With multiple options (e.g., Redis and Transformers and dev tools):

```bash
pip install taivium[redis,transformers,dev]
```

> **Note:**
> Optional dependencies let you install only what you need. For example, if you want transformer-based NER, use the `transformers` extra.

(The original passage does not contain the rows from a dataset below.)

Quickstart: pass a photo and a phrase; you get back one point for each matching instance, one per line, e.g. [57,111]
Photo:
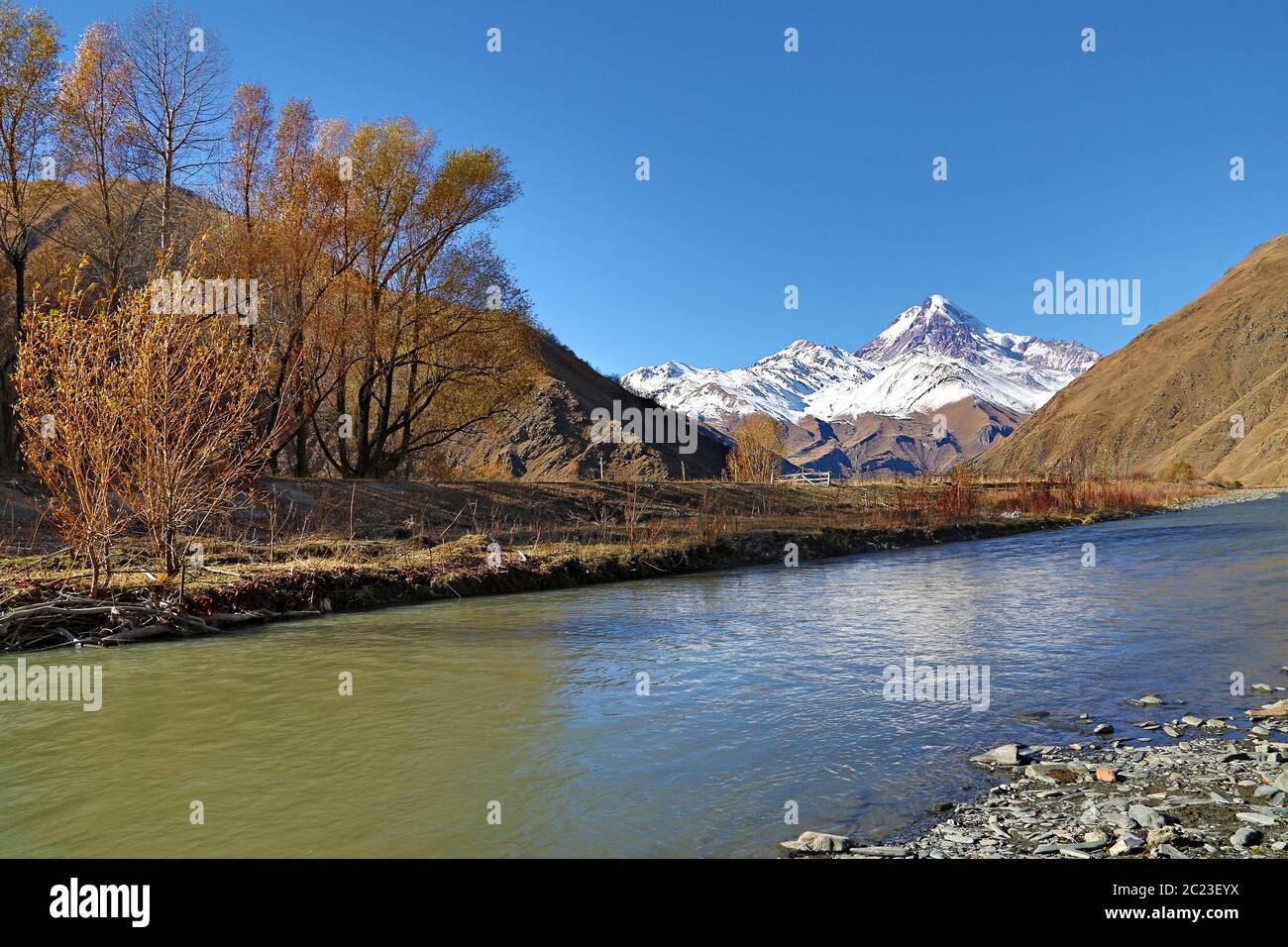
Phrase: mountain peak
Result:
[928,356]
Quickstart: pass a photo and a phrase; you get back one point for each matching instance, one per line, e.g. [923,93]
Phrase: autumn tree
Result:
[69,395]
[758,451]
[176,102]
[193,438]
[29,76]
[441,339]
[104,222]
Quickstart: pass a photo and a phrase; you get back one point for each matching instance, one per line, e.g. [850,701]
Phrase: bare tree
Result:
[104,219]
[176,101]
[29,77]
[758,451]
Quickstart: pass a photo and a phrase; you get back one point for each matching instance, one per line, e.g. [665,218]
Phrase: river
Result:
[764,693]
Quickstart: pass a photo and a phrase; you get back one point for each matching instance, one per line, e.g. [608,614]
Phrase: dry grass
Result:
[593,525]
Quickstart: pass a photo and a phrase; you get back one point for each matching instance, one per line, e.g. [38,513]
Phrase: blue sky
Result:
[814,169]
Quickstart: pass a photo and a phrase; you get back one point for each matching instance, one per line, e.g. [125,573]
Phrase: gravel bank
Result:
[1232,496]
[1222,791]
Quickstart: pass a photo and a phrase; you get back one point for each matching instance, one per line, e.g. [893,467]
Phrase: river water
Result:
[764,693]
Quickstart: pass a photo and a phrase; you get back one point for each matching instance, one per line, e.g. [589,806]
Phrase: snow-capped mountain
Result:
[930,356]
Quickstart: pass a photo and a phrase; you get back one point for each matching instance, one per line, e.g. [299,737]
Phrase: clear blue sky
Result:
[815,167]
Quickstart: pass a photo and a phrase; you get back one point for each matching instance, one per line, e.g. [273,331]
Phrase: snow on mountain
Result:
[928,356]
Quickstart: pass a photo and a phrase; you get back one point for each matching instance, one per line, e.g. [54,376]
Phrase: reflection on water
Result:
[765,688]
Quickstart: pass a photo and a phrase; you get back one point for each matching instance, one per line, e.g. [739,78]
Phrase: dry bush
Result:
[160,411]
[758,451]
[68,394]
[193,441]
[1179,472]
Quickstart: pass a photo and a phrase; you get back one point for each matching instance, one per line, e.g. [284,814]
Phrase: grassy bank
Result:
[313,547]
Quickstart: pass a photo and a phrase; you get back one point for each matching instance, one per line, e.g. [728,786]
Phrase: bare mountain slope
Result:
[549,434]
[1170,394]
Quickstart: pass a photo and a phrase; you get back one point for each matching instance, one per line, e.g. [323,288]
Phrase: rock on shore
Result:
[1211,796]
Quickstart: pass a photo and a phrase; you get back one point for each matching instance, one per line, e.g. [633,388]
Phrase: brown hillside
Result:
[549,434]
[1170,393]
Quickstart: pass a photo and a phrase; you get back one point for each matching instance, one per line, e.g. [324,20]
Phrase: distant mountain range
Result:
[874,410]
[1207,385]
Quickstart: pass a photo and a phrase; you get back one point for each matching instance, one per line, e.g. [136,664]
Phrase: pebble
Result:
[1210,796]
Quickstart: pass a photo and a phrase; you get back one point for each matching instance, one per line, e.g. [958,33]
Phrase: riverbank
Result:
[288,560]
[1219,791]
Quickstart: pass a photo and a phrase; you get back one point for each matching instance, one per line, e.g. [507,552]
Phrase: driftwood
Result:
[76,620]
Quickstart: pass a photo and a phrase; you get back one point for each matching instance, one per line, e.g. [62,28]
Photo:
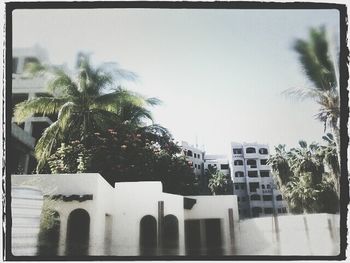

If you want Redis-backed session storage, use the `redis` extra. You can combine extras as needed.

---

## Quick Start

### 1. Drop-in OpenAI Client

```python
from taivium.client import PrivacyClient
import os

client = PrivacyClient(api_key=os.environ["OPENAI_API_KEY"])

response = client.chat.completions.create(
    model="gpt-4o",
    messages=[{
        "role": "user",
        "content": "John Doe's email is john@acme.com. Draft a follow-up."
    }],
    deid_response=True,
)

print(response.choices[0].message.content)
```

✔ LLM never sees real data  
✔ Output still uses real names  

---

### 2. Sanitize Text Directly

```python
from taivium.engine import Taivium

pipeline = Taivium()

result = pipeline.process(
    "Alice Johnson from Acme Corp emailed alice@acme.com"
)

print(result["anonymized"])
```

Example output:

```
PERSON_xxxx from ORG_xxxx emailed EMAIL_xxxx
```

---

### 3. Custom Policies

```python
from taivium.engine import (
    Taivium, PolicyEngine, PolicyRule, PolicyAction, RiskLevel
)

pipeline = Taivium(
    policy_engine=PolicyEngine(policy_table={
        "API_KEY": PolicyRule("API_KEY", PolicyAction.BLOCK, RiskLevel.CRITICAL),
        "LOCATION": PolicyRule("LOCATION", PolicyAction.ALLOW, RiskLevel.LOW),
    })
)
```

---

### 4. Redis Persistence

```python
from taivium.engine import Taivium
from taivium.session_store import RedisSessionStore

store = RedisSessionStore(
    session_id="user-123",
    redis_url="redis://localhost:6379",
)

pipeline = Taivium(session_store=store)
```

---

### 5. Optional Detection Layers

```python
pipeline = Taivium(
    use_transformer=True,
    use_llm=True
)
```

- Transformer → higher recall  
- LLM → broader detection  
- Both optional  

---

## What Gets Detected

| Entity Type | Examples |
|-------------|----------|
| PERSON      | Alice Johnson |
| ORG         | Acme Corp |
| EMAIL       | alice@acme.com |
| PHONE       | +1 415-555-1234 |
| API_KEY     | sk-xxxx |
| LOCATION    | New York |

---

## Why Not Simple Redaction?

| | Redaction | Taivium |
|--|----------|--------|
| Identity preserved | ✗ | ✓ |
| Same entity consistency | ✗ | ✓ |
| LLM reasoning intact | ✗ | ✓ |
| Response restoration | ✗ | ✓ |
| Policy control | ✗ | ✓ |

---

## Features

- Multi-layer detection (spaCy + regex + transformer + LLM)
- Deterministic pseudonymous identity
- Policy engine (ALLOW / ANONYMIZE / BLOCK)
- Response restoration
- Redis session persistence
- Audit trail per request
- OpenAI-compatible client

---

## Example Output

```python
result = pipeline.process("Alice emailed alice@acme.com")
```

```json
{
  "original": "Alice emailed alice@acme.com",
  "anonymized": "PERSON_xxxx emailed EMAIL_xxxx",
  "store_type": "InMemorySessionStore",
  "mapping": {...},
  "entities": [...]
}
```

---

## Architecture

```
engine.py
├── collect_evidence()
├── canonicalize_spans()
├── IdentityEngine.resolve()
├── PolicyEngine.evaluate()
├── transform()
└── session_store
```

---

## Documentation

See [`docs/`](docs/) for full design details.

---

## Examples

See [`examples/`](examples/):

- privacy pipeline  
- OpenAI client  
- custom detectors  

---

## Contributing

1. Fork the repo  
2. Create a branch  
3. Add tests  
4. Open PR  

---

## License

MIT — see [LICENSE](LICENSE)

---

## Support

Open an issue for bugs, questions, or feature requests.